Prior to Upper Burma being incorporated into the British Raj in the late 19th-century, borders between it and India had been largely vague and inconsequential, something untenable in a later world of unambiguous nation states. In a footnote, Dalrymple quotes Robert Reid, the Governor of Assam:

 

[the] boundary between our [Indian] hills and the Burma hills is as artificial as it is imperceptible,” he observed. The hill people “are not Indians in any sense of the word, neither in origin, nor in language, nor in appearance, not in habits, nor in outlooks, and it is by historical accident that they have been tacked on to our Indian province.”

 

During the War, Reid

 

lobbied to unite the Patkai peoples on both sides of the border in a completely separate crown colony … the possibility of another partition after the war.

Shattered Lands is an integrated narrative of the unwinding of the entirety of the “Indian Empire”.

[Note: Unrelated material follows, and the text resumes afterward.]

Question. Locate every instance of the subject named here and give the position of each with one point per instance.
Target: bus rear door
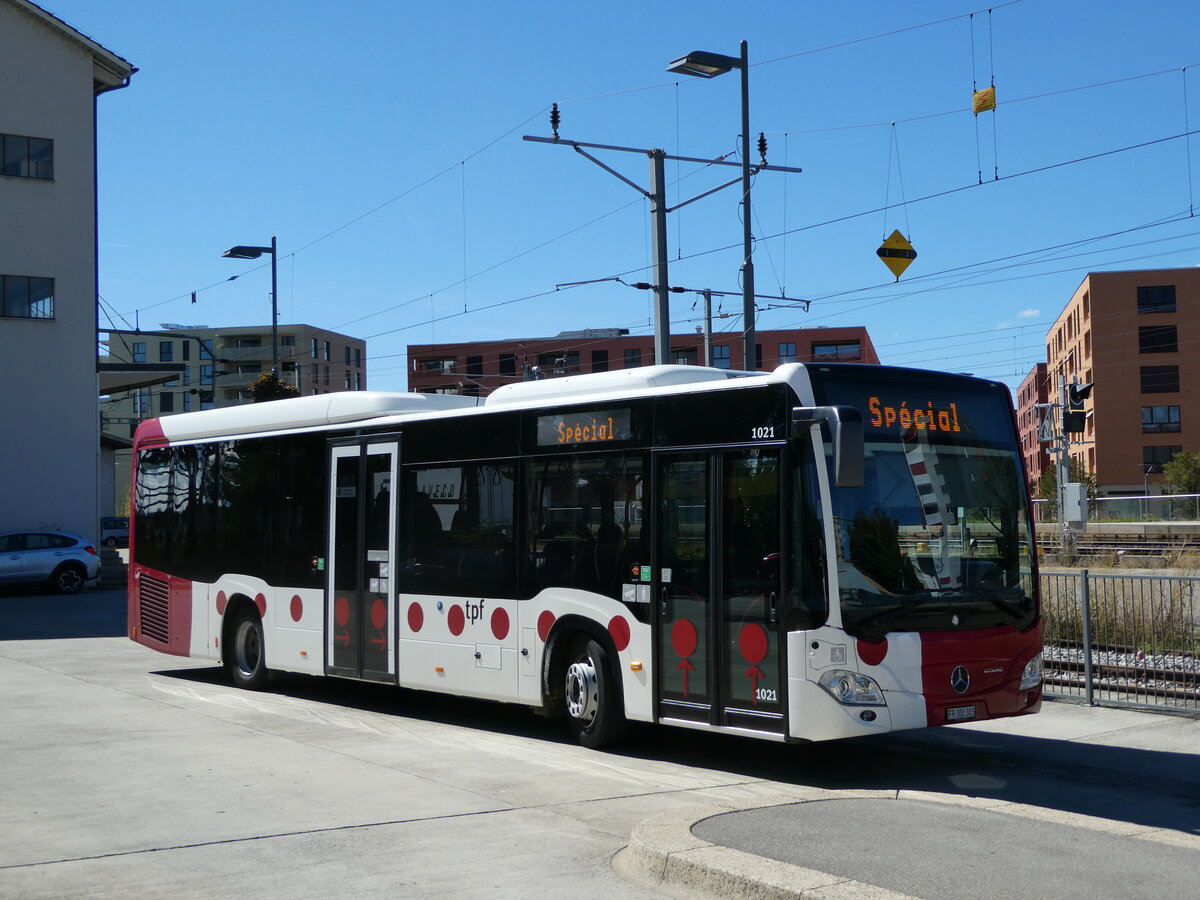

Yet Burma was part of “India” only because the British deemed it to be so (Ceylon, now Sri Lanka, was never part of the Raj; it was acquired differently). Perhaps the devastating consequences that Dalrymple describes in empathetic detail derive not so from Burma being separated from India, but rather from Burma having been conjoined to India in the first place.

The fourth of his partitions is that of “Princely India”:

 

Much of the shape of modern India, Pakistan and Burma was actually determined by the decisions of the Indian princes, rather than British administrators, who chose to ‘integrate’ their kingdoms with one of the new countries, or become independent.

 

Few (if any) were in fact given the latter option. Given that even states such as Hyderabad that would have remained independent had they been allowed to, were forcibly annexed, this process seems not “partition” but its opposite.

And finally, while the Arab states—which bring the partitions to five—were nominally part of the Raj, this seems little more political and administrative expedience. That the Persian Gulf states might have ended up as part of the modern state of India, as Dalrymple claims, seems unlikely.

“Partitions”, while emotive, seems a less than entirely apt term to describe this process. Thankfully, Dalrymple’s mastery of narrative and sources means one doesn’t need to accede to the “five partitions” framing in order to benefit greatly from a book as deeply-felt as it is deeply-researched.


Peter Gordon is editor of the Asian Review of Books.